Warschau – Für den Regierungschef Donald Tusk ist der Ausgang der Präsidentenwahl in Polen ein Rückschlag. Der designierte rechtskonservative Präsident Karol Nawrocki könnte mit seinem Vetorecht zentrale Reformen blockieren. Bei einer Regierung mit Nawrocki als Präsidenten brauche es „Einheit und Mut“, meint der polnische Ministerpräsident.

Diesen wolle er bei der kommenden Sitzung des polnischen Parlaments Sejm, am 11. Juni, mit einer Vertrauensfrage testen. „Das Vertrauensvotum für die Regierung soll einen Neuanfang darstellen. Es ist daher offensiv gemeint und nicht defensiv“, sagte Tusk. Man wolle eine Art Zwischenbilanz ziehen, so der Ministerpräsident. Er möchte offenbar mit den Schwierigkeiten mit dem noch amtierenden Präsident Andrzej Duda abschließen. Doch mit dem neuen Präsidenten wird alles eher noch schwieriger, meinen Beobachter.

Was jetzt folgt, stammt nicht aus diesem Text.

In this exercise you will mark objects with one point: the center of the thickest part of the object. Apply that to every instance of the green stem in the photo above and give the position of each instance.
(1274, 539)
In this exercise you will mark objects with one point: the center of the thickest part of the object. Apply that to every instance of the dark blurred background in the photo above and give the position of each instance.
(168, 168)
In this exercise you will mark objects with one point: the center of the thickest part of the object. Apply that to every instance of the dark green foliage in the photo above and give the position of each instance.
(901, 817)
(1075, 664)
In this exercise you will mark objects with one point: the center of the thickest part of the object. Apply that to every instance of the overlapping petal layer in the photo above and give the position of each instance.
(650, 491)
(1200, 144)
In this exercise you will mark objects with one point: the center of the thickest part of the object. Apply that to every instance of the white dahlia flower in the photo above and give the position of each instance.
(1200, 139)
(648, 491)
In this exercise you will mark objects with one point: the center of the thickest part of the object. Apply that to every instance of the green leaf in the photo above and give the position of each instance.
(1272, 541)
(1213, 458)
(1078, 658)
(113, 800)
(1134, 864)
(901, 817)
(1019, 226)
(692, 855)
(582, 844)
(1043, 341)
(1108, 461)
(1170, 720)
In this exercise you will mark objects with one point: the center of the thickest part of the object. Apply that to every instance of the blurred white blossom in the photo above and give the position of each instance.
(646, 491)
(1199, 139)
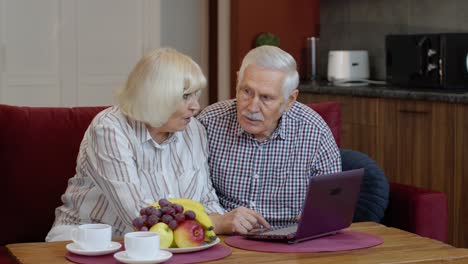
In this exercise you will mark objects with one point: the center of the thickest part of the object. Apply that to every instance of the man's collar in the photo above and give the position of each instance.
(280, 131)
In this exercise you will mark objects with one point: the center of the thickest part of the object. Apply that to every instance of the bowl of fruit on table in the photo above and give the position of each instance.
(182, 224)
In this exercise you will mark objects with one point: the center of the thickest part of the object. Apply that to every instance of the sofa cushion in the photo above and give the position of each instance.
(331, 114)
(374, 195)
(38, 150)
(418, 210)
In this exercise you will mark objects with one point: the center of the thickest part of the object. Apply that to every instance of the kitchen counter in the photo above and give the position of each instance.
(386, 92)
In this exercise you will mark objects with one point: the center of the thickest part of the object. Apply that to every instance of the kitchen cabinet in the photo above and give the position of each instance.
(359, 124)
(415, 142)
(461, 174)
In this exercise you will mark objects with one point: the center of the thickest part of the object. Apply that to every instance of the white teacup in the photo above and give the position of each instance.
(92, 236)
(142, 245)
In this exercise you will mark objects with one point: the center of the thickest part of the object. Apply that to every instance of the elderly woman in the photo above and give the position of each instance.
(146, 147)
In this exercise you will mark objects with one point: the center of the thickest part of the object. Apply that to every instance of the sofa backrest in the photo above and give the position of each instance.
(38, 150)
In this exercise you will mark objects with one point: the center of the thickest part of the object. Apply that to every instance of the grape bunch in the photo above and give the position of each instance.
(169, 213)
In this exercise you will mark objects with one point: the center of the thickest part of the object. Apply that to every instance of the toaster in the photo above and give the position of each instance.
(346, 67)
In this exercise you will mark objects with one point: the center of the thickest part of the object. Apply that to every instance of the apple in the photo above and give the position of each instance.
(189, 234)
(166, 235)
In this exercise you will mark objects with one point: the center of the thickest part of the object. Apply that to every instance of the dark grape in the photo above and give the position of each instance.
(138, 222)
(164, 202)
(180, 217)
(143, 211)
(153, 211)
(173, 224)
(166, 219)
(152, 220)
(190, 215)
(157, 212)
(168, 210)
(178, 208)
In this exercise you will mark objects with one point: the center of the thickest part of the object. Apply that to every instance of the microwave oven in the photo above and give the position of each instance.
(427, 60)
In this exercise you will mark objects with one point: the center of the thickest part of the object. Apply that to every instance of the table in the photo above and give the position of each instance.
(399, 247)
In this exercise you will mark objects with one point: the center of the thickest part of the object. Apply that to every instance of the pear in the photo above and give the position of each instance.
(189, 234)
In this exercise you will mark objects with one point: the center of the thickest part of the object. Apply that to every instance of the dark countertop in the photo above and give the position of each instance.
(385, 91)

Tusk will PiS-Justizreform rückgängig machen – Nawrocki könnte noch mehr blockieren

Auf dem Spiel steht unter anderem die Rücknahme einer Justizreform, die von der vorherigen PiS-Regierung vollzogen wurde. Während regierungskritische Richter in die Rente geschickt wurden oder mit Disziplinarverfahren kämpfen mussten, wurden eine Reihe von PiS-freundlichen Richtern installiert. Gleichzeitig beinhaltete die Änderung, dass der Justizminister zum obersten Ankläger wurde. Das bedeutet, dass er jederzeit Verfahren einstellen oder wiederaufnehmen kann.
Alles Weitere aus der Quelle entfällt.